Os que praticam, procuram a vertigem das descidas por neve em pó, neve funda e fora de pista. Realiza-se em todos os centros invernais mas os mais recomendáveis são os de Neuquén. Há, pelo menos, três estilos diferentes de fazer snowboard: freestyle, freeride e alpino. Enquanto o freestyle é o preferido dos que gostam de andar aos pulos e é ideal para realizá-lo num Snow Park, o freeride pratica-se nas áreas virgens sem traçado, onde não há meios de elevação. Finalmente, o estilo alpino realiza-se com uma prancha mais estreita que permite descidas velozes por neve pisada ou dura.

Classificar a neve e uma tarefa menos científica do que sensorial. Há elementos que se tem em conta na hora de nomear os distintos tipos de neve, como o clima, a acumulação na pista, o passo do tempo desde o momento em que caiu, o chão e as pisadas. Aqui vão alguns deles:
Neve powder/pó : é aquela que cai seca e que, acumulada no chão, continua seca. Voa-se com o vento. É a melhor neve para esquiar, porque permite ao esquiador deslizá-se com facilidade.

Neve úmida :
é aquela que, cuando se acumula, possui uma alta porcentagem de água. Origina-se nas chuvas ou pela caída de água neve sobre neve já acumulada.

Neve mármore :
é uma mistura de neve acumulada, neve úmida e um pouco de gelo. Dificulta o deslizamento para o esquiador, porque é úmida e freia seus movimentos.

Neve funda :
é a neve acumulada em grandes quantidades sem pisar. Acostuma ser encontrada em zonas de fora de pista.

Neve dura :
é aquela muito compactada ou gelada. É quase impossível esquiar sobre este tipo de neve.

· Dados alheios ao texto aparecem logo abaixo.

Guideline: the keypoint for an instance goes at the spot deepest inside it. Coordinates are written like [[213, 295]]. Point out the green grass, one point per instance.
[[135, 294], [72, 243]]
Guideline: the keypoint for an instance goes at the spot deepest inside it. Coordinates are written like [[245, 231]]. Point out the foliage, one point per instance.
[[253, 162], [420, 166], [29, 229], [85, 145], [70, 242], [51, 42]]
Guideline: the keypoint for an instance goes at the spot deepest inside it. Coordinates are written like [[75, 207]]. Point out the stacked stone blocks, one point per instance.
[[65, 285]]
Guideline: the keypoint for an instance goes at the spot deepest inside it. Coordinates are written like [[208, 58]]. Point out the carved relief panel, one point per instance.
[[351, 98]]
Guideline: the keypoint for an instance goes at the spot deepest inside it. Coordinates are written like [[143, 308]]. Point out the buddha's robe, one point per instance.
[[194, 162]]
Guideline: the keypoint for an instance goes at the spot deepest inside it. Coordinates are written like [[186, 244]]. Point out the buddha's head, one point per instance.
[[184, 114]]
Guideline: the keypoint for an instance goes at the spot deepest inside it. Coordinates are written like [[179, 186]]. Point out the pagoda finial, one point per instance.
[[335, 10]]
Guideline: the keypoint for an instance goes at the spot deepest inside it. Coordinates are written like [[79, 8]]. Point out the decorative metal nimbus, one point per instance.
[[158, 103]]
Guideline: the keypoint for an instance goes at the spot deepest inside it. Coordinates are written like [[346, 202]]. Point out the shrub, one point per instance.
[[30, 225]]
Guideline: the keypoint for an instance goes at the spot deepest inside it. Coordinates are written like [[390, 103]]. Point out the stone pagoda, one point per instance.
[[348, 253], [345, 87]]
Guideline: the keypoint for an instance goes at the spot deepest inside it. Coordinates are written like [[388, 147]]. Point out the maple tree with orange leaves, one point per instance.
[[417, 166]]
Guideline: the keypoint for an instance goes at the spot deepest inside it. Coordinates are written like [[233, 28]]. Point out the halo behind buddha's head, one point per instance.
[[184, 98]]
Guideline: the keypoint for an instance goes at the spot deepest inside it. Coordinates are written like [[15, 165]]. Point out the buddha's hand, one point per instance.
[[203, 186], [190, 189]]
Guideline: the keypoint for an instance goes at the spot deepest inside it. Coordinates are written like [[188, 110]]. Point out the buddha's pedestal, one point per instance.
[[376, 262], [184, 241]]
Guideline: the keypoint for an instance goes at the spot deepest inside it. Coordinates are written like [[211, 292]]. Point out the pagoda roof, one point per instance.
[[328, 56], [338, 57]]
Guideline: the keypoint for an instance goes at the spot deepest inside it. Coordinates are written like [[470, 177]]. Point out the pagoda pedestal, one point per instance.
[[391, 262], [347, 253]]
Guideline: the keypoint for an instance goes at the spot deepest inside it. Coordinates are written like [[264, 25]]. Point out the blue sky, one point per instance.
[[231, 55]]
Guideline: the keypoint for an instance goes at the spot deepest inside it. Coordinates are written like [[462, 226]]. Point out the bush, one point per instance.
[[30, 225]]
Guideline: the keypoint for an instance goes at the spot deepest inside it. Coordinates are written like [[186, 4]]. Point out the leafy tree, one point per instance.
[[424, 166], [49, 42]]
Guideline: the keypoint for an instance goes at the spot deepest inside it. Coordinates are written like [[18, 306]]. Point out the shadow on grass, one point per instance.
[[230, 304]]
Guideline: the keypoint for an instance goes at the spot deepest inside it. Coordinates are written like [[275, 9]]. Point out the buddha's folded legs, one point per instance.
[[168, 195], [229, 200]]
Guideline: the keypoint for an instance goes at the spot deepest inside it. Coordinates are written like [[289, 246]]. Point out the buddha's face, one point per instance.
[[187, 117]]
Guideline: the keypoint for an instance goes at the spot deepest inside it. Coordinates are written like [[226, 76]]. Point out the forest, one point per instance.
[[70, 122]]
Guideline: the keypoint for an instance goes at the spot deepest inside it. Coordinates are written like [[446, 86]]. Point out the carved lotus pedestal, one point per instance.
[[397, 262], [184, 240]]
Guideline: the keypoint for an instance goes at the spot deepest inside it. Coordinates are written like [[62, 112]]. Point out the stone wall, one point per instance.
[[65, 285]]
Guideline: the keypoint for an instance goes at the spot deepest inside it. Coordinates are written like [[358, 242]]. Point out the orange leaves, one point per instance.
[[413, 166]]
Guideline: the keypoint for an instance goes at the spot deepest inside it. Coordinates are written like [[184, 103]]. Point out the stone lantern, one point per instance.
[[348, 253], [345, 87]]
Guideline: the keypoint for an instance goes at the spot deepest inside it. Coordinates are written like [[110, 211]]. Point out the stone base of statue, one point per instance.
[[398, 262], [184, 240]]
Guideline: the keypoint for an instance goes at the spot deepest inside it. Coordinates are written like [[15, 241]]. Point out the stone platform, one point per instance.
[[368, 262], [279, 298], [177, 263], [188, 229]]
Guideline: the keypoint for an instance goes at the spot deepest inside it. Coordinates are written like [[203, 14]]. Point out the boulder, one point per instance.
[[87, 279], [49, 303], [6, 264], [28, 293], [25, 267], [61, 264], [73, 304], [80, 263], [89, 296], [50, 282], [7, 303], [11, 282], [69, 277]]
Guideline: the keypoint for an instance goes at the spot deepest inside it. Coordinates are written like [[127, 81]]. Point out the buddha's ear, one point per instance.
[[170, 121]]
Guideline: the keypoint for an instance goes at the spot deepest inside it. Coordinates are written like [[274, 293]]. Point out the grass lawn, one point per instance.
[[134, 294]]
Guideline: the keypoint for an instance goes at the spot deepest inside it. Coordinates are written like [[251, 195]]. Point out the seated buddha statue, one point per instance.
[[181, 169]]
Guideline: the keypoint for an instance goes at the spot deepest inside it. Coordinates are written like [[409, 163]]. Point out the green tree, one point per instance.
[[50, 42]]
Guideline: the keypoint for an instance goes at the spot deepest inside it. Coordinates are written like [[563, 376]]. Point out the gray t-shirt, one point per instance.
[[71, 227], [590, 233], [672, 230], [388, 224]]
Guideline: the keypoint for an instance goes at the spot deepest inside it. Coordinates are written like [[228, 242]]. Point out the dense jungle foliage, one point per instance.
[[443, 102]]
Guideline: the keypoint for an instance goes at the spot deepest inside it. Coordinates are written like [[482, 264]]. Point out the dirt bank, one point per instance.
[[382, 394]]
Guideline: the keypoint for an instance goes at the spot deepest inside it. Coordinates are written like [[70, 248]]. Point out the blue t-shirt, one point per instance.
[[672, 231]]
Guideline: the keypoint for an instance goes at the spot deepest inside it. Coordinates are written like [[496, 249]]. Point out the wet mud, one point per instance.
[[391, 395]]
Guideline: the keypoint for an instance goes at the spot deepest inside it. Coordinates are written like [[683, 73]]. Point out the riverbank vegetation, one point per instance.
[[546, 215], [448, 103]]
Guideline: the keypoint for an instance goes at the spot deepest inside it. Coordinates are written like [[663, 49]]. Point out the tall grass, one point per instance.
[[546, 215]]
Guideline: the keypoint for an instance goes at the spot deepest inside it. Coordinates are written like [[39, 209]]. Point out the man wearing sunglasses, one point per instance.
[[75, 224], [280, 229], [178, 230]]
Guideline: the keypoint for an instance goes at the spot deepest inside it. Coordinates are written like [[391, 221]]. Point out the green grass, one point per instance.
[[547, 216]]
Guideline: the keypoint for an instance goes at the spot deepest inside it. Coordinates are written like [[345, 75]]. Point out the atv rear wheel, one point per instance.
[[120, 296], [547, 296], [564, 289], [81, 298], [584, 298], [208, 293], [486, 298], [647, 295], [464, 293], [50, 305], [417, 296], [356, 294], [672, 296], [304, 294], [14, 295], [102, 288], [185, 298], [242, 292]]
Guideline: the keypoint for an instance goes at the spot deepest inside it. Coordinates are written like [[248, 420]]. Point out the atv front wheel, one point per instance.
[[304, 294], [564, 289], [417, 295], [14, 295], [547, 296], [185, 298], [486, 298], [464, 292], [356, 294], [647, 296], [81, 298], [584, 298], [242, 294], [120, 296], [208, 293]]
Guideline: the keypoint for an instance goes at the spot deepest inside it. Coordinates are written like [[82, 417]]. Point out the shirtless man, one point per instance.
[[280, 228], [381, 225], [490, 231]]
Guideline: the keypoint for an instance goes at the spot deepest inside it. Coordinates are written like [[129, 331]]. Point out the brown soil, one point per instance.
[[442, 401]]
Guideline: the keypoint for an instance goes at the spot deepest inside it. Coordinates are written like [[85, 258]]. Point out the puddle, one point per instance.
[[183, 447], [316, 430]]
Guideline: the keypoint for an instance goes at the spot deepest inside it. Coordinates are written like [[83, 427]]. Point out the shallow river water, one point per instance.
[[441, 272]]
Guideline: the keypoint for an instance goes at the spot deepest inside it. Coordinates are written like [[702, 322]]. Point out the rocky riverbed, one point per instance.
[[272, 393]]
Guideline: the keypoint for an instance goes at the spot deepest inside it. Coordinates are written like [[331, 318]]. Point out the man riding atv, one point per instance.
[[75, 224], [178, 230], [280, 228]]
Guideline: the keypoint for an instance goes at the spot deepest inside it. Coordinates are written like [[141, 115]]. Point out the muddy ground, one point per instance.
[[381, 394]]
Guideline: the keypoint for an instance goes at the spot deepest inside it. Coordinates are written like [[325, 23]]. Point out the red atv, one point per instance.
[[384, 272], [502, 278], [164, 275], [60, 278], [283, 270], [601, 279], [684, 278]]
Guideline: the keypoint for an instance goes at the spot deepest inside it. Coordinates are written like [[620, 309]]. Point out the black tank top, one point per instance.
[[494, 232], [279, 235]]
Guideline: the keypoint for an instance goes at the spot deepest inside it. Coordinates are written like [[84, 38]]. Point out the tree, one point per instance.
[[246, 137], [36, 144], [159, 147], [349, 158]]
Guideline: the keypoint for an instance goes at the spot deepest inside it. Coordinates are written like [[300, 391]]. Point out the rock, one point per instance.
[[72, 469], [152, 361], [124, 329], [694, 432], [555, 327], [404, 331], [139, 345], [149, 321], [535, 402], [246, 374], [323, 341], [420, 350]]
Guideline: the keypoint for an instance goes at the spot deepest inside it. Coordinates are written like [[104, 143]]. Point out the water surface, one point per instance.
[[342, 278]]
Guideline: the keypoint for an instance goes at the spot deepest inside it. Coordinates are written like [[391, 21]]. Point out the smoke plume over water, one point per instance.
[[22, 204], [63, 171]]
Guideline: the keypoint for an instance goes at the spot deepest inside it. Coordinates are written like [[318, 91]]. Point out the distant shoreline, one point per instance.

Neve compacta :é a neve que se pisa na pista.

Neve virgen :
trata-se daquela que ainda não foi pisada, que está sem pegadas.

Agua neve :
chama-se assim aquela neve que não consegue solidificar-se totalmente.

Neve primavera :
é aquela que se forma quando as temperaturas altas derretem a neve. Não é tão boa como a neve pó mas também é uma aliada do esquiador. Aparece a principios de setembro, daí vem seu nome.


Neve papelão :
trata-se de várias camadas de neve e gelo acumuladas. Não é boa para se deslizar.

Neve sal :
é aquela congelada como granizo que, uma vez caída, parece-se muito a grãos de sal espalhados.


Neve fresada :
é a neve “penteada”, que já foi pisada, o que faz ela mais sólida.

Neve artificial :
é aquela que provém dos canhões de neve.
A diferencia entre uma pista e um caminho está em que a primeira é o suficientemente larga como para que o esquiador estabeleça seus circuitos dentro do espaço compreendido pela pista.
Para ler um mapa de pistas existem indicações que figuram ao pé de página em cada mapa. As mesmas podem estabelecer o grau da inclinação de cada pista, ou indicar a dificuldade de cada trecho mediante cores e formas.
Existe uma convenção internacional que estabelece uma correspondência entre as cores e o grau de dificuldade de cada pista. Ou seja:

Pistas verdes:nível principiante

Pistas azules: nível principiante avançado-nível médio.

Pistas vermelhas : nível médio-nível experto

Pista negras: nível experto

Pistas negras pontilhadas (fora de pista): nível experto

As inclinações nas pistas são medidas em graus, calculando as mesmas como se fossem os lados de um triângulo. Segundo o nível de dificuldade da pista, corresponde-lhe uma certa quantidade de graus.



Pistas verdes: inclinações menores a 15º

Pistas azules: inclinações até 25º

Pistas rojas: inclinações não maiores a 45º

Pistas negras:: inclinações de 45º em diante.